/coru

Pocket coroutine library

Primary LanguageCMIT LicenseMIT

coru

A pocket coroutine library.

coru was built to solve a common problem for MCU development: Integrating blocking code with an event-driven system.

When this happens, MCU developers usually turn to an RTOS. But this is often like using a sledgehammer to swat a fly. An RTOS introduces complexity, owns the execution environment, and while an RTOS does provide a rich set of scheduling features, it comes with an equally large code cost.
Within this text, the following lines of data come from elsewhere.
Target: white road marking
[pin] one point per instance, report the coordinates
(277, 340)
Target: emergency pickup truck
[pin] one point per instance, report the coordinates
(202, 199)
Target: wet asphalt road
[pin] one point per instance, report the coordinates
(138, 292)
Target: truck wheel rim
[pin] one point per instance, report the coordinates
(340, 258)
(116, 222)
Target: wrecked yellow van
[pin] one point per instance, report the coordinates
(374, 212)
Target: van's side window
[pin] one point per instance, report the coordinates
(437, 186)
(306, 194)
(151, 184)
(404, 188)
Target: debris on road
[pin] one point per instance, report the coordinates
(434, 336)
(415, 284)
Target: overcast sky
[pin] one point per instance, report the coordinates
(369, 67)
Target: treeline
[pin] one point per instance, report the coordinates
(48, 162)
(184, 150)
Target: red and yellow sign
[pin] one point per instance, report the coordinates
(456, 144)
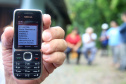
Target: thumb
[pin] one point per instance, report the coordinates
(7, 38)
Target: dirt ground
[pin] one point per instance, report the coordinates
(100, 72)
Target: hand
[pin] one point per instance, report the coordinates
(75, 48)
(53, 51)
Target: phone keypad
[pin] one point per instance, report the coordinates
(27, 69)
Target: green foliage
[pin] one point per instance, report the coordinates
(85, 13)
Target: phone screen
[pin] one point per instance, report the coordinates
(27, 31)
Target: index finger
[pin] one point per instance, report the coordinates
(46, 21)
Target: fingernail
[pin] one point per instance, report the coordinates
(46, 57)
(47, 36)
(45, 47)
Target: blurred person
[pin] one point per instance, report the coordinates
(88, 40)
(113, 35)
(74, 42)
(104, 39)
(53, 47)
(123, 42)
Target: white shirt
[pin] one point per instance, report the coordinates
(2, 77)
(86, 38)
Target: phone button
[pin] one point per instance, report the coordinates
(27, 56)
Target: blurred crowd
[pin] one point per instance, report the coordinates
(113, 37)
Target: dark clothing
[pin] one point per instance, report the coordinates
(123, 32)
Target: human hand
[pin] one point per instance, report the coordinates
(53, 51)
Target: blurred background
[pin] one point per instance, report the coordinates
(93, 56)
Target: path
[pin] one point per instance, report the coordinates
(101, 72)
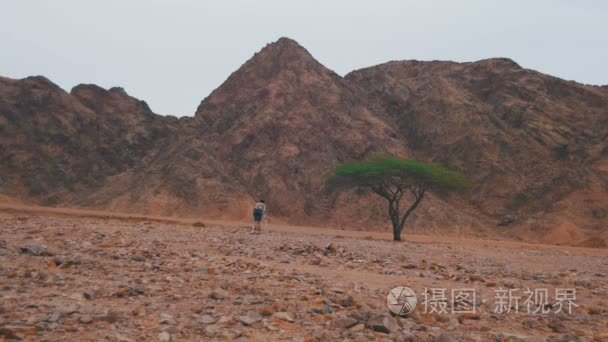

coru provides a much simpler solution with only a 300 B code cost, half the size of this introduction.

How to use coru

coru provides delimited coroutines, which are sort of like threads but without preemption.

You give coru a function and a stack size and it creates a coroutine:

void func(void *) {
    printf("hi!\n");
}


coru_t co;
coru_create(&co, func, NULL, 4096); // returns 0

You can start the coroutine by calling coru_resume:

coru_resume(&co); // returns 0, prints hi!

In this case, our function will print "hi!" and coru_resume will block until the function exits.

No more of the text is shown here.